Swift - Dictionary

[TOC]

前言

Dictionary是一种无序的集合，它存储的是键值对之间的关系，其所有键的值需要是相同的类型，所有值的类型也需要相同。每个值（value）都关联唯一的键（key），键作为字典中这个值数据的标识符。和数组中的数据项不同，字典中的数据项并没有什么具体顺序。你在需要通过标识符（键）访问数据的时候使用字典，这种方法很大程度上和现实世界中使用字典查字义的方法一样。

本问不介绍字典的用法，如果你需要了解更多关于字典的用法请查看Swift.gg 字典

注意
Swift 的 Dictionary类型被桥接到Foundation的NSDictionary类

更多关于在Foundation和Cocoa中使用Dictionary类型的信息，参见Bridging Between Dictionary and NSDictionary

哈希表

首先我们先了解一下哈希表：

哈希表，也叫Hash Table或者散列表，是根据关键字（Key value）而直接访问在内存存储位置的数据结构。也就是说，它通过计算一个关于键值的函数，将所需查询的数据映射到表中一个位置来访问记录，这加快了查找速度。这个映射函数称做散列函数，存放记录的数组称做散列表。

哈希函数（散列函数）

直接寻址法
数字分析法
平方取中法
折叠法
随机数法
除留余数法

哈希冲突

开放定址法
拉链法

负载因子

填入表中的元素个数 / 散列表的长度

1. Dictionary 的内存结构

首先我们初始化一个字典：

var dict = ["key1" : "value1", "key2" : "value2", "key3" : "value3"]

-w762

1.1 dictionaryLiteral

查看一下sil代码可以发现是调用的Dictionary.init(dictionaryLiteral:)方法，其实不看sil也能知道是调用了Literal方法，因为这是一个通过字面量初始化的字典。下面我们来到Swift源码中的Dictionary.swift文件中来查找一下dictionaryLiteral方法。

-w583

首先我们可以看到Dictionary是一个结构体。这里的Key需要遵循Hashable协议，也就是Key必须是可哈希的。

-w651

这个字面量的方法是遵循ExpressibleByDictionaryLiteral协议的。方法内部流程如下：

首先创建一个_NativeDictionary类型的实例
然后循环向里面插入数据，如果存在重复的key就会报错
最后调用Dictionary的init方法进行初始化

1.2 _NativeDictionary

下面我们就来看看_NativeDictionary是什么？在NativeDictionary.swift文件中。

-w641

我们可以看到_NativeDictionary是对__RawDictionaryStorage的包装，用于实现字典的大部分功能。

-w664

再看一下init(capacity:)方法，这里区分了字典在初始化的时候是空的还是不空的。所以我们主要看不空的情况。

1.3 _DictionaryStorage

下面我们看看_DictionaryStorage：

-w603

可以看到_DictionaryStorage是一个类，继承自__RawDictionaryStorage 和_NSDictionaryCore。

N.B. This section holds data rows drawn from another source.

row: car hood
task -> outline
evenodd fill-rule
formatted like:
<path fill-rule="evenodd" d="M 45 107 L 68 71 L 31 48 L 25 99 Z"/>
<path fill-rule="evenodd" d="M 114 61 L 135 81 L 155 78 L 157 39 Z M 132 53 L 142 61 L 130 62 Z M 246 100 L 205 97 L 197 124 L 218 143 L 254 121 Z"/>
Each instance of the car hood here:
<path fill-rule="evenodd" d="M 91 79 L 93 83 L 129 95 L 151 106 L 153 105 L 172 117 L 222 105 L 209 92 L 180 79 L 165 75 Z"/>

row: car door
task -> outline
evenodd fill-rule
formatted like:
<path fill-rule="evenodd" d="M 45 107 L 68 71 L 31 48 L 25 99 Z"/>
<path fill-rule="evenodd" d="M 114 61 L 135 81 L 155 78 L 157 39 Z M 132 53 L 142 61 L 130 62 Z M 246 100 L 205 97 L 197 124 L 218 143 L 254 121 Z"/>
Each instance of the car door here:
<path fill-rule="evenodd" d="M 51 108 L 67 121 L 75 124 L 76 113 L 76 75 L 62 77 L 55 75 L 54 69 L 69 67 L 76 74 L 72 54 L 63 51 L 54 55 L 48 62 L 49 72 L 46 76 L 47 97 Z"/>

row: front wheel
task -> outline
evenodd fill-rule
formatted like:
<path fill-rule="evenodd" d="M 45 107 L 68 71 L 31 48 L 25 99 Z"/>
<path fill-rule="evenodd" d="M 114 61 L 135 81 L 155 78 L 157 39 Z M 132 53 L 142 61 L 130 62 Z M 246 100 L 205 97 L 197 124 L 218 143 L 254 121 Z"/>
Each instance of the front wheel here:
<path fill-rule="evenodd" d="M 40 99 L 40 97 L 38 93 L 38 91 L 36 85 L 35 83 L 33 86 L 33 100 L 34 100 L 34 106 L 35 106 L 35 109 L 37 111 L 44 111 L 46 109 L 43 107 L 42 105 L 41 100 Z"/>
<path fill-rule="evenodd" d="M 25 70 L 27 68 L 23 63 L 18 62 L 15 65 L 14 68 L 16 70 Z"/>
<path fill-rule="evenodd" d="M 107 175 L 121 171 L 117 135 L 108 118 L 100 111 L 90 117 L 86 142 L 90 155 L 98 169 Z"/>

1.4 __RawDictionaryStorage

下面我们看看__RawDictionaryStorage，在DictionaryStorage.swift文件中：

-w789

我们可以看到__RawDictionaryStorage是一个类，继承自__SwiftNativeNSDictionary，定义了如下属性：

属性名称	类型	作用
_count	Int	记录count
_capacity	Int	记录容量
_scale	Int8	字典的规模，为2的n次方，参与计算buckets的
_reservedScale	Int8	对应到目前为止最高的 reserveccapacity(_:) 调用，如果没有则为0。这可以在以后使用，以允许删除来调整存储的大小。
_extra	Int16	当前未使用，设置为0
_age	Int32	突变计数，支持更严格的索引验证
_seed	Int	用于对该字典实例中的元素进行哈希的哈希种子。哈希加密需要用到一个随机数，就是这个开始的随机数
_rawKeys	UnsafeMutableRawPointer	记录所有key的指针，指向一个数组
_rawValues	UnsafeMutableRawPointer	记录所有Value的指针，指向一个数组

1.5 __SwiftNativeNSDictionary

-w535

在Runtime.swift中我们可以找到__SwiftNativeNSDictionary的定义，如上图。

1.6 _NSDictionaryCore

在ShadowProtocols.swift文件中我们可以找到_NSDictionaryCore的定义：

-w618

_NSDictionaryCore是一个协议，这也是我们上面提到的，Swift 的 Dictionary类型被桥接到Foundation的NSDictionary类，这就是与NSDictionary桥接的接口。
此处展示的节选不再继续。